O Conselho Nacional de Ética para as Ciências da Vida (CNECV) pronunciou-se contra a criminalização absoluta, sem exceções, prevista num projeto de lei do BE para os casos de esterilização forçada de pessoas com deficiência ou incapazes.
Numa posição hoje divulgada, o CNECV recomenda que o parlamento “não acompanhe as opções do projeto de lei n.º 402/XVI/1.ª, quanto à criação da figura do consentimento indelegável e à criminalização de toda a esterilização efetuada sem consentimento expresso” da mulher sem capacidade para decidir.
Em causa está uma iniciativa legislativa da bancada do BE, que deu entrada em janeiro, para criminalizar a esterilização forçada de pessoas com deficiência e ou incapazes, assim como para garantir a proteção dos seus direitos sexuais e reprodutivos.
Na proposta, o grupo parlamentar salienta que as pessoas com deficiência, em alguns casos ainda menores, são privadas do direito à sua autonomia, a decidir sobre o seu corpo, a sua sexualidade e a sua reprodução, através da prática de métodos clínicos de esterilização que são permanentes e irreversíveis, como a laqueação de trompas ou vasectomia.
“Esta prática clínica irreversível afeta, na grande maioria dos casos, mulheres e é efetuada a pedido dos pais e tutores legais, que justificam o recurso a este procedimento como uma forma de evitar a menstruação e a gravidez. Em alguns casos, a esterilização é realizada sem que a pessoa com deficiência tenha conhecimento de que o procedimento foi levado a cabo”, refere ainda o projeto de lei.

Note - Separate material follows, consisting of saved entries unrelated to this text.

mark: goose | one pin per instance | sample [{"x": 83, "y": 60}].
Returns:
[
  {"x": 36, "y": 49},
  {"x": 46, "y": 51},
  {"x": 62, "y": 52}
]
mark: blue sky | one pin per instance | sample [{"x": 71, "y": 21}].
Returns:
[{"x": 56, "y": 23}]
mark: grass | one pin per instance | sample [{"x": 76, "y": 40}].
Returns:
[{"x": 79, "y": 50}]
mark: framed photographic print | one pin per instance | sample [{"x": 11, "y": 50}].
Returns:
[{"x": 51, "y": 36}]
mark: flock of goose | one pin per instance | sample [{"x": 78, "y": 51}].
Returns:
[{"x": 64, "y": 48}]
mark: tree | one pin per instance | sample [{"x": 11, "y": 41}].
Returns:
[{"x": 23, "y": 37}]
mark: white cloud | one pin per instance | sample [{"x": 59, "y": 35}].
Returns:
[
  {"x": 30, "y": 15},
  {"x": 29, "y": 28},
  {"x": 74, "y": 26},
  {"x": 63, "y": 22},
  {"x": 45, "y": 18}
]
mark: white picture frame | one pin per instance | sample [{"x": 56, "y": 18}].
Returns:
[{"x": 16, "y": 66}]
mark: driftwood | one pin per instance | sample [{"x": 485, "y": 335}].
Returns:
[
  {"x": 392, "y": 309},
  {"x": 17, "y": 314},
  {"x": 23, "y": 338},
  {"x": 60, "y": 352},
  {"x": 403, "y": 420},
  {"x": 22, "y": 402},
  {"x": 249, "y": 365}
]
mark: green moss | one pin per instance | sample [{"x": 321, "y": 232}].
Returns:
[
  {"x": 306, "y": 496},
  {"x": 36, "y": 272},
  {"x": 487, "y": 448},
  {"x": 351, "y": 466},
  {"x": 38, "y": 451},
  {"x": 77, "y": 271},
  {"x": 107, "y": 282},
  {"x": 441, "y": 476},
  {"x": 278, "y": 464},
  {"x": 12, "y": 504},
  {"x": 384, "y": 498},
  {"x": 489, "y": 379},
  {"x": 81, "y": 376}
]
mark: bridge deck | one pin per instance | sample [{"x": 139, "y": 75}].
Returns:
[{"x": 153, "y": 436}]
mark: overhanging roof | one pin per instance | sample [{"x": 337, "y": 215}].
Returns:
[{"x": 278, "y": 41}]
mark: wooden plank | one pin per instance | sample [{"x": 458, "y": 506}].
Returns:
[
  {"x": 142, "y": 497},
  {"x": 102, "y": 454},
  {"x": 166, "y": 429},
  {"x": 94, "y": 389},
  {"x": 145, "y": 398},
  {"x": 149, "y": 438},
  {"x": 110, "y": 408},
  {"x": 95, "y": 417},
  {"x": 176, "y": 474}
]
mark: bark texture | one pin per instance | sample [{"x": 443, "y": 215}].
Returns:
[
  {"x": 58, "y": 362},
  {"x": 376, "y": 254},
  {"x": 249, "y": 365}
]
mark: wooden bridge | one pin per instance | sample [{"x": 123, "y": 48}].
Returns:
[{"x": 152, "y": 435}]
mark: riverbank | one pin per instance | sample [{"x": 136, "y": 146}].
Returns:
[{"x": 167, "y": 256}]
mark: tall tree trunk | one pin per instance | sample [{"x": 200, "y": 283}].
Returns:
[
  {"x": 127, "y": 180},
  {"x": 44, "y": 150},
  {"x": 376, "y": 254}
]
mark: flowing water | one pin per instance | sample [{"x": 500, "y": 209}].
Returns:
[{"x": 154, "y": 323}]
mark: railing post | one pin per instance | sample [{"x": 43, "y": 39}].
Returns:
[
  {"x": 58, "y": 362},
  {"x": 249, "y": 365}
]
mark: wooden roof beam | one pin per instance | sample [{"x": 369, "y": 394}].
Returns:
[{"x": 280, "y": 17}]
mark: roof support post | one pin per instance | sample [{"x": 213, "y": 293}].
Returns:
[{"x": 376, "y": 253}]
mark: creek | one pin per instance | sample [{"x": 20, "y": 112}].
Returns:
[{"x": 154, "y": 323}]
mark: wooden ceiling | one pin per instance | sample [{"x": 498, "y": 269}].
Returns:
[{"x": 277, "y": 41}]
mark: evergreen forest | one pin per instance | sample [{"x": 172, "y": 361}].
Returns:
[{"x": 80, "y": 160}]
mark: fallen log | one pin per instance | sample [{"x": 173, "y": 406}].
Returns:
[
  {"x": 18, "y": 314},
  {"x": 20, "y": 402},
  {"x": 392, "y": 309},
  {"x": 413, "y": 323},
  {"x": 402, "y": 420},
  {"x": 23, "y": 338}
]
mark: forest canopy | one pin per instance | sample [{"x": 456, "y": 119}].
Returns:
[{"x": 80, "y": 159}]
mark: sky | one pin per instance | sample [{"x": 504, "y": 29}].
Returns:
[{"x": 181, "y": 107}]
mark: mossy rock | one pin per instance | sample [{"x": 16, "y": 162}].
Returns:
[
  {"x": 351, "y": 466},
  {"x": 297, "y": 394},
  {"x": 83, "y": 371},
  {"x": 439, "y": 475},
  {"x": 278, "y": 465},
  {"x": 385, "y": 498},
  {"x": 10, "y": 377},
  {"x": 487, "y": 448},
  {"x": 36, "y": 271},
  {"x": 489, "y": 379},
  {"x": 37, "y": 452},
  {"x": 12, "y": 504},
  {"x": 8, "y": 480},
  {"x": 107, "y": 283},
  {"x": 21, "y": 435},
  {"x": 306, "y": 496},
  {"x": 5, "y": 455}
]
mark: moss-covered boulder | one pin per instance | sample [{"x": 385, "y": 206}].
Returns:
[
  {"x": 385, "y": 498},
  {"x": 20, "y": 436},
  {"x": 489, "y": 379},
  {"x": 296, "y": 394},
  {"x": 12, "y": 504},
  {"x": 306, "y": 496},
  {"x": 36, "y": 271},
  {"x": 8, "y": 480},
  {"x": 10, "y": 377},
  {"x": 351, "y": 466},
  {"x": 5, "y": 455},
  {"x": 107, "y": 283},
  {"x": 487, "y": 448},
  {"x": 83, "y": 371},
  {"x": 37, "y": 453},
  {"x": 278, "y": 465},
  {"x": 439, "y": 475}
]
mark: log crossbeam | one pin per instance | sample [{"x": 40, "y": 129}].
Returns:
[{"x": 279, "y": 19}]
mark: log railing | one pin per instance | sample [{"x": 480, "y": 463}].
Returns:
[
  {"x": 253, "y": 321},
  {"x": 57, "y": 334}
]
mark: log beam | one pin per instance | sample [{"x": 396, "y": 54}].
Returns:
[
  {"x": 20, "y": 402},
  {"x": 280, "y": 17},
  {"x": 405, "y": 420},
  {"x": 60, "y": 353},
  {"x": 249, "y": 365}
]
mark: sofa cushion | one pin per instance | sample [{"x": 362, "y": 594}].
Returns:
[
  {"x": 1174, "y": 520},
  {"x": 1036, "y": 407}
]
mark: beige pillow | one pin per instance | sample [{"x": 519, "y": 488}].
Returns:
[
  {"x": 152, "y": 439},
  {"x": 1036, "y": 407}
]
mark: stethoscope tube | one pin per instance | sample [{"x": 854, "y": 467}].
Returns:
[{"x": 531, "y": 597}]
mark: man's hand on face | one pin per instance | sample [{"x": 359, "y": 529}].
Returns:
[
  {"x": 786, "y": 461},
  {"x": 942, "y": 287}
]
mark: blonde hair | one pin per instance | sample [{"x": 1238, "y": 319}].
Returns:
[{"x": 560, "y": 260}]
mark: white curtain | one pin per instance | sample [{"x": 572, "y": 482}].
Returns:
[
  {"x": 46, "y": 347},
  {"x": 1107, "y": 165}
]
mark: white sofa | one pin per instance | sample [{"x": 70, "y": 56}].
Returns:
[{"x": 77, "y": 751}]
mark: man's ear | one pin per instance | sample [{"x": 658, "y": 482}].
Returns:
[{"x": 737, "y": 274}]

Na prática, o BE pretende incluir no Código Penal, enquanto ofensa à integridade física grave, a criminalização da esterilização de pessoas com deficiência e/ou incapazes, incluindo menores.
A proposta também define que, nos casos em que não seja possível obter o consentimento, devem ser aplicados outros métodos clínicos que não sejam permanentes e irreversíveis, para que seja possível garantir o respeito pelos direitos sexuais e reprodutivos das pessoas com deficiência.
De acordo com a iniciativa legislativa, a prática de métodos de esterilização irreversíveis que afetem pessoas com deficiência e/ou incapazes só pode ser realizada após o seu consentimento livre, informado e indelegável.
Na sua tomada de posição, o CNECV considera que a solução preconizada no projeto de lei, “procurando evitar uma situação indesejável a vários títulos”, opta por uma “linha extremada de proibição com cobertura penal” e negligencia situações especiais, que devem “merecer consideração adequada num cuidado que se quer humanizado e, por isso, personalizado, atento às especificidades de cada pessoa”.
A entidade presidida por Maria do Céu Patrão Neves alega que as mulheres destituídas de capacidade para decidir e as menores de idade não se integram todas num único padrão que justifique um mesmo procedimento invariável em relação a todas.
“E, todavia, o projeto de lei não destrinça casos de diferente grau de défice cognitivo, nem tão pouco contempla a obrigação de ter em conta a vontade da pessoa em causa, na justa medida das suas respetivas capacidades”, refere.
Além disso, segundo o conselho nacional de ética, não são consideradas as situações em que, devido a outras doenças, a possibilidade de uma gravidez constitui um perigo grave para a saúde ou a vida da mulher e para as quais, esgotadas todas as medidas alternativas, exista indicação de esterilização definitiva.
“Nestes casos, a proibição absoluta e a impossibilidade de recorrer ao consentimento delegado, incluindo em instância judicial, como sucede em outros casos de manifesta incapacidade de decisão, constituiria não só uma discriminação negativa, mas sobretudo um ato de maleficência terapêutica, em ambos os casos eticamente inaceitáveis”, alerta ainda o documento.
O CNECV recomenda ainda que, quando a decisão for tomada por um representante legal, esta deve ser submetida a decisão judicial fundamentada, assegurando uma avaliação rigorosa caso a caso.